DirecTV Friday called a local man who lost his home in the Black Forest Fire to apologize for his company telling him to pay for his burned satellite dish and other equipment.
"They said it was all a big mixup," said Jeremy Beach, whose family escaped the fire with just a few possessions.
On Thursday Beach had called DirecTV to cancel service for his destroyed home and was told he would owe $400 for the ruined equipment. He was so astounded that he asked for a manager, who confirmed the bill, then called back again to double check.
Friday, DirecTV said it was all a mistake.
"The agent who spoke with Mr. Beach was wrong, and we have contacted the customer to apologize and assure him and his family that we will do everything we can to help them through this difficult time," DirecTV said in a statement. "DirecTV has a clear policy that fully supports its customers during natural disasters that includes replacement of damaged equipment at no charge, long-term suspension of accounts for customers who must leave their home, and waiving cancellation fees for those who need to disconnect service."
DirecTV also charged customers after the Waldo Canyon Fire in 2012.

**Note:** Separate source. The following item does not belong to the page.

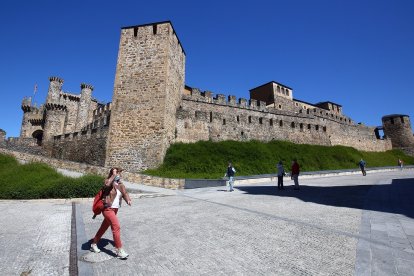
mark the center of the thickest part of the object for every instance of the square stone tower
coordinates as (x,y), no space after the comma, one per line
(148,85)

After the Gazette told Beach's story Thursday, it went "viral" on Facebook, Beach said. The story also ran in several newspapers. DirecTV's Facebook page was inundated with comments, calling the actions "disgusting" and "deplorable."
"I find it absolutely horrendous that you could take advantage of our neighbors who have lost EVERYTHING just to get your stupid dish and boxes back," said a poster named Brianne Simpson.
"It was a fantastic distraction," said Beach, who is staying with friends in Larkspur. "I got made fun of for my sudden notoriety."
Beach said when he spoke to DirecTV he asked them to make sure the same mistakes are not repeated with his neighbors. "We are not the only ones in this fire, I asked they make sure it doesn't happen again."
Locals who read the story of the Beach family called the Gazette with pledges of support. Bicycle village offered his 5-year-old son who lost his bike in the fire a replacement. A family from Kansas who's family homesteaded in Black Forest years ago offered to bring a trailer load of food, clothes, and baby items. Another man whose Mountain Shadows house was spared by the Waldo Canyon fire called the Gazette from Afghanistan to ask how he could give Beach $500.
"Our house was just missed," he said. "I kind of understand how he feels."